There is in excess of 50 000 square metres of commercial white space available in data centres in South Africa, with 60% average utilisation.
Connectivity has traditionally been an objection to cloud adoption but there is now around 26 000km of private sector metro fibre installed in South Africa.
In terms of the journey to the cloud South African companies are taking on the process thoughtfully, typically, starting with cloud communications applications, or developing and testing environments.
“We can also observe the idea of ‘bimodal IT’, originally mooted by Gartner,” Jacobs says. “This means remaining stable in operations on the one hand, but also agile enough to adopt and build innovation into the business.” BMI-T is seeing that trailblazers are looking to cloud computing to be more agile and gain competitive advantage.

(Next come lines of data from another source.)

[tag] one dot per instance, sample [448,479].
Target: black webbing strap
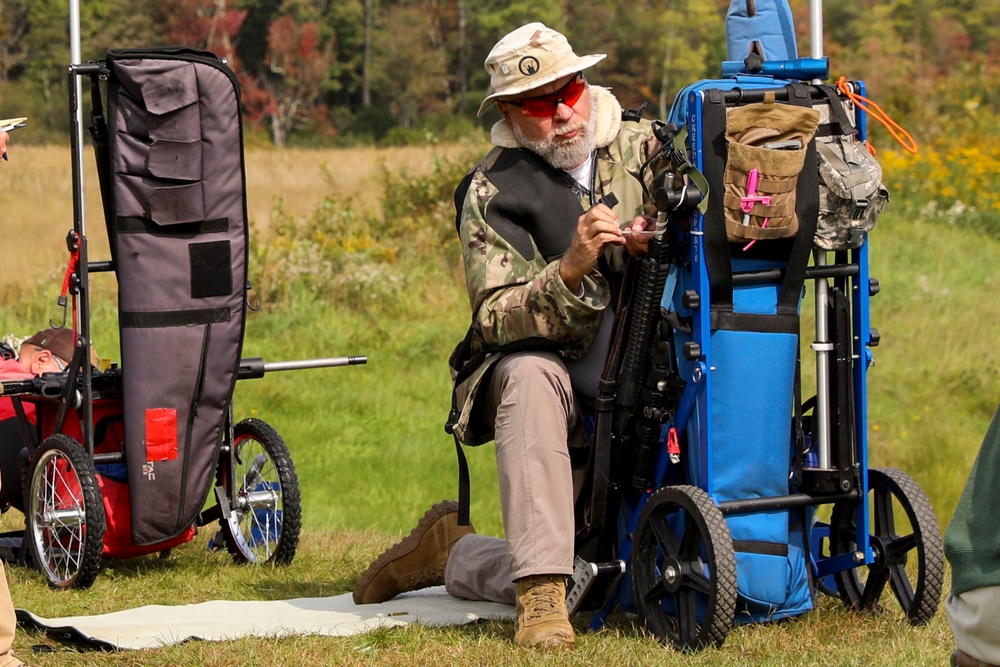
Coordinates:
[464,484]
[717,253]
[717,258]
[99,135]
[807,210]
[840,122]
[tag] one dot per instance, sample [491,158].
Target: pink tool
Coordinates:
[747,203]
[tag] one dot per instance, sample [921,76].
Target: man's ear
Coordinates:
[41,362]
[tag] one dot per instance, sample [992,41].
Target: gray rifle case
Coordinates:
[174,190]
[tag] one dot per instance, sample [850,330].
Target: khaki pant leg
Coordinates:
[8,623]
[531,401]
[973,616]
[479,569]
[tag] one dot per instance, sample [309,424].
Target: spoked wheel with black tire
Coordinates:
[262,489]
[65,517]
[906,546]
[684,569]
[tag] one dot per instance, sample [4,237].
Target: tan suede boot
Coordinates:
[542,618]
[417,561]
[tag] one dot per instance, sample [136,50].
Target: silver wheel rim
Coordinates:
[255,522]
[59,516]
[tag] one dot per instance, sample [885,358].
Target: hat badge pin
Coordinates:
[529,65]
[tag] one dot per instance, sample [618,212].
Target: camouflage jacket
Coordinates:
[518,299]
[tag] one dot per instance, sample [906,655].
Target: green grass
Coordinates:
[372,455]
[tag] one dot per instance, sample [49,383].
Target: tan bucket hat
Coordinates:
[528,58]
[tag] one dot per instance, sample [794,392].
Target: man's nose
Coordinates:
[562,112]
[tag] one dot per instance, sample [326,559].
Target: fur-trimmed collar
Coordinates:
[609,120]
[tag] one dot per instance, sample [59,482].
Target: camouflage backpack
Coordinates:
[851,194]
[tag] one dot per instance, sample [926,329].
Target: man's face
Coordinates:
[37,360]
[561,133]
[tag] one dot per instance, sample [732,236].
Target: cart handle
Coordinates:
[255,367]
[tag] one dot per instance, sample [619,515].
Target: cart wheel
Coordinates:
[263,490]
[902,522]
[65,514]
[684,569]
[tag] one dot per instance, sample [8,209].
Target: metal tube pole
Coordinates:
[822,345]
[77,129]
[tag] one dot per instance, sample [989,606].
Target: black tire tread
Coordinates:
[291,521]
[90,564]
[722,557]
[929,548]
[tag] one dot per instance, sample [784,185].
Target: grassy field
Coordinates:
[372,456]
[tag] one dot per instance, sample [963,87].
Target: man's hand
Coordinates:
[595,229]
[638,234]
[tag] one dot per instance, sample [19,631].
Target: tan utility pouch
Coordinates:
[766,146]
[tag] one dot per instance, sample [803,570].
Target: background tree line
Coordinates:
[400,71]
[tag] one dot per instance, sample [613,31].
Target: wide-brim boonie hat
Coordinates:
[528,58]
[61,343]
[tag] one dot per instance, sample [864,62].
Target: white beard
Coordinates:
[564,154]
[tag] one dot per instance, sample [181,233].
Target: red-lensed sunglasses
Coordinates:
[543,106]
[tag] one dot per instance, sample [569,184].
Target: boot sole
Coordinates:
[403,548]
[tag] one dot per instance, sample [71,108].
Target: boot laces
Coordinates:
[542,601]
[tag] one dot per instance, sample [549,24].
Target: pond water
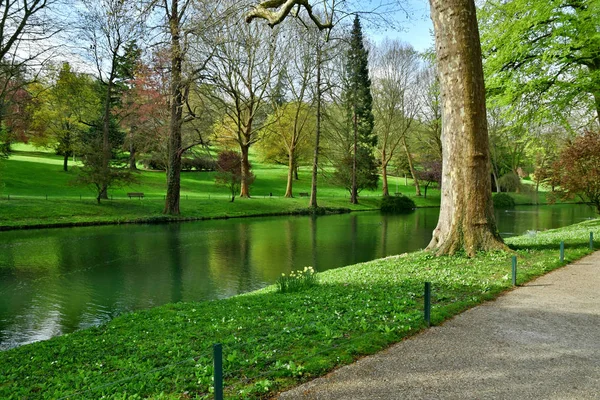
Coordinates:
[56,281]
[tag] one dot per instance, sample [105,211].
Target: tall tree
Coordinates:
[578,169]
[395,73]
[293,121]
[466,215]
[109,26]
[67,108]
[466,219]
[242,69]
[358,101]
[544,54]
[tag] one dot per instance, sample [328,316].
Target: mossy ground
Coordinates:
[272,341]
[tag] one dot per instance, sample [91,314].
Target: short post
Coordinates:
[514,270]
[427,305]
[218,373]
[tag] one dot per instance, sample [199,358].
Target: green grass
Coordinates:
[272,341]
[41,194]
[31,176]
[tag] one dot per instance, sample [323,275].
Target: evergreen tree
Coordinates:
[358,102]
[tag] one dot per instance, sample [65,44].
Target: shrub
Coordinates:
[297,280]
[397,204]
[509,182]
[154,162]
[503,200]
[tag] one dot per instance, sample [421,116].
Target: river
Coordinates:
[56,281]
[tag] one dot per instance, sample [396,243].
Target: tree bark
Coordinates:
[411,167]
[132,154]
[386,190]
[354,189]
[106,153]
[313,188]
[174,145]
[244,186]
[466,221]
[291,169]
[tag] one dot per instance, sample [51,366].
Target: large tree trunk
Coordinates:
[466,219]
[354,189]
[291,169]
[244,185]
[132,154]
[313,187]
[174,147]
[411,167]
[106,153]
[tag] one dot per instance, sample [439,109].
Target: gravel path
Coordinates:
[540,341]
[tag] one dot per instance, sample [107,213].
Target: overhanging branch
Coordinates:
[265,10]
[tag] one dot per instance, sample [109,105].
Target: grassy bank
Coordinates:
[272,341]
[35,192]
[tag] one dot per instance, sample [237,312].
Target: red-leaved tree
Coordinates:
[229,171]
[577,170]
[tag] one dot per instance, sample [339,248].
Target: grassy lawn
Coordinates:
[272,341]
[34,191]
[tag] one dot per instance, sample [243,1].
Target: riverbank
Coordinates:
[32,213]
[273,341]
[21,212]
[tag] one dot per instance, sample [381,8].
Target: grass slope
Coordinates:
[41,194]
[273,341]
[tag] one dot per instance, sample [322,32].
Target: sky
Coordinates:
[415,27]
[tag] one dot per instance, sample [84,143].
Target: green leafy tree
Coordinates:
[359,176]
[543,54]
[65,111]
[286,138]
[577,170]
[94,172]
[358,102]
[394,91]
[229,172]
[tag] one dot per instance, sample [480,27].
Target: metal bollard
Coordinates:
[514,270]
[427,305]
[218,370]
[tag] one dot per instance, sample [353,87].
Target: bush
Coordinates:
[297,280]
[203,163]
[509,182]
[154,161]
[503,200]
[397,204]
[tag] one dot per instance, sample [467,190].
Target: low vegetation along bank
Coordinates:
[272,341]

“Cost control is still key in the current economic environment,” Jacobs adds. “Companies expect their ICT providers to come to the party to help them manage costs. They expect to spend the same or less on IT, but gain more value, and improve reliability.”
Skills shortage is a problem throughout the cloud services industry and market. The scarcity of skills has overtaken security as the crucial challenge in IT cloud delivery globally.
That said, security remains an essential element in any IT discussion, especially cloud services. Service providers have solved many of these issues and have turned what was an objection to cloud services into a real value proposition.
BMI-T identified disaster recovery as another key driver, with cloud computing changing the landscape here as well. Disaster recovery as a service allows companies to ‘spin up’ new instances quickly and relatively easily.
Big data, analytics and mobility are dominant trends in the market but having data without gaining insights from it is of no value. Jacobs point out that the key lies in analysing data to create new value and competitive advantage, in real time.
Data sovereignty is a challenge, but this is being addressed with Cloud providers providing innovative options to overcome this; as well as positive developments locally in compliance and legislation.